The name of the femme fatale is a clue. The duplicitous Gilda references a memorable character from the film noir genre, the role played by Rita Hayworth in the 1946 classic Gilda. For The Whistlers, Romanian director Corneliu Porumboiu rearranged components of the noir genre in a contemporary crime drama focused on the Bucharest connection, an international network of drug trafficking and money laundering connecting Eastern Europe with South America.
The Canary Islands off northwest Africa is a good way station for the crime syndicate. Half of The Whistlers takes place on one of those island’s rocky, palm-fringed shores while the other unwinds through flashbacks in gray, overcast Romania. The protagonist, Cristi, is a bribe-taking Romanian detective who reunites on the island with one of his criminal contacts, the beautiful Gilda. He’s there to learn a whistling language peculiar to the Canary Islands, a sonic code the gang believes will be incomprehensible to the cops.
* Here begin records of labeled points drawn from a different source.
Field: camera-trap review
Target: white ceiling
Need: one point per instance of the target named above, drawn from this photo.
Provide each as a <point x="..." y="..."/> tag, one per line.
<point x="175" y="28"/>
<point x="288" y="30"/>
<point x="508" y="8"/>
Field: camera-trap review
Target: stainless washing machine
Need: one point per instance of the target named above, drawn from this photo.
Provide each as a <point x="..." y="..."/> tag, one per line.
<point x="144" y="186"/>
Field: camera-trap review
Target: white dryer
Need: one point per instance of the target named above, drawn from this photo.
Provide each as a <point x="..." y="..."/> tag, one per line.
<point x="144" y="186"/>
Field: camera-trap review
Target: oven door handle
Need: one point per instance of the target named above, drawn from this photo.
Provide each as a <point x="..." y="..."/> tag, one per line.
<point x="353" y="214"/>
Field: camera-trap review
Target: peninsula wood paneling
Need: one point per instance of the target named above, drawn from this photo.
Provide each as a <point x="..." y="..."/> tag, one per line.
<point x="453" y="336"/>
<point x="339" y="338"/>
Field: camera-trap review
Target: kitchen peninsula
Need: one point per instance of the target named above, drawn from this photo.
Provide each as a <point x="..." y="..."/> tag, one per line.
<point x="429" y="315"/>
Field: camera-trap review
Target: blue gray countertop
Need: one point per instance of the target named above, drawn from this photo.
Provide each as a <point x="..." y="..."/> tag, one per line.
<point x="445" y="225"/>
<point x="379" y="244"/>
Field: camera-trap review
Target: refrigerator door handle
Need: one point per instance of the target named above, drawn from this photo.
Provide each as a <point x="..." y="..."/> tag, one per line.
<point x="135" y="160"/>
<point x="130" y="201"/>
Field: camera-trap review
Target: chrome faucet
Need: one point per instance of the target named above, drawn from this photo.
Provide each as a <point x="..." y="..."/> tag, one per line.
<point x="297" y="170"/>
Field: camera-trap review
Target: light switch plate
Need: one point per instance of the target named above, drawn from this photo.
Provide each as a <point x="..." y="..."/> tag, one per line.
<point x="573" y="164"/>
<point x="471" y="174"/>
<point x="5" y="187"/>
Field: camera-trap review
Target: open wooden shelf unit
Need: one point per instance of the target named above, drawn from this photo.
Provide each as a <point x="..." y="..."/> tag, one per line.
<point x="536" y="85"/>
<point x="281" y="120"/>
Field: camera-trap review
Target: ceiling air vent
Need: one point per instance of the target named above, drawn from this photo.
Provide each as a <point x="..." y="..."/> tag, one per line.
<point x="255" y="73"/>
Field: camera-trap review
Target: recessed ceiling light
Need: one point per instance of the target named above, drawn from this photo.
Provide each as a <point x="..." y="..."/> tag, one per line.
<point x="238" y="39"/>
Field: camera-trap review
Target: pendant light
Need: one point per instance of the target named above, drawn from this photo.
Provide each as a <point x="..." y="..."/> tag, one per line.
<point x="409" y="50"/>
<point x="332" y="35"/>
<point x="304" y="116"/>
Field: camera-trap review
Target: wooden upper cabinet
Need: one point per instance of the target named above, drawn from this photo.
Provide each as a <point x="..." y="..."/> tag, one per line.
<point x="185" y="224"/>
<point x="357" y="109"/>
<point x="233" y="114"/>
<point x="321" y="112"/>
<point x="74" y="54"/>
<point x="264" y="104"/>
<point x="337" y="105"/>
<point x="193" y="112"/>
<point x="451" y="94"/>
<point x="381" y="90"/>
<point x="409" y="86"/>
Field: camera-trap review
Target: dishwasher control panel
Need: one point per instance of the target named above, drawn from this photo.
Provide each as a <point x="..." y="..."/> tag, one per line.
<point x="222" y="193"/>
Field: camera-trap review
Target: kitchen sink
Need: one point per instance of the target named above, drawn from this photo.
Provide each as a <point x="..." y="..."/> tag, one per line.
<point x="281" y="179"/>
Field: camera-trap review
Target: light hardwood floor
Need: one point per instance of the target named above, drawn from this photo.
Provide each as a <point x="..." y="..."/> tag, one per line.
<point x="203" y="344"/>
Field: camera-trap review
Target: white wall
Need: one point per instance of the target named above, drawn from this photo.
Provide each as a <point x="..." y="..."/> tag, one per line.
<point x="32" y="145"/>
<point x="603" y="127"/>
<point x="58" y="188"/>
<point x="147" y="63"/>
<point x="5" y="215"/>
All that whistling is a tad goofy but touches on the film’s surveillance state milieu. Every phone conversation can be overheard anywhere in the world. Back in Bucharest, one of Cristi’s colleagues watched him from three cameras embedded inside his apartment (Cristi is under investigation by internal affairs). The mattress factory owned by the money-launderer Zsolt is arrayed with hidden cameras.
Of course, there is duplicity, double and triple crossing, among the crooks, and the “honest” police are willing to dishonestly frame their suspects by planting evidence. Vlad Ivanov plays Cristi with Bruce Willis’ wary toughness and model Catrinel Marlon gives Gilda an appropriately mysterious allure.
In its best moments, The Whistlers transposes film noir’s black and white shadow play into deeply hued nocturnal scenes. The screenplay is multi-lingual with dialogue in Romanian, English, Spanish and, yes, Whistling (subtitled just like the others).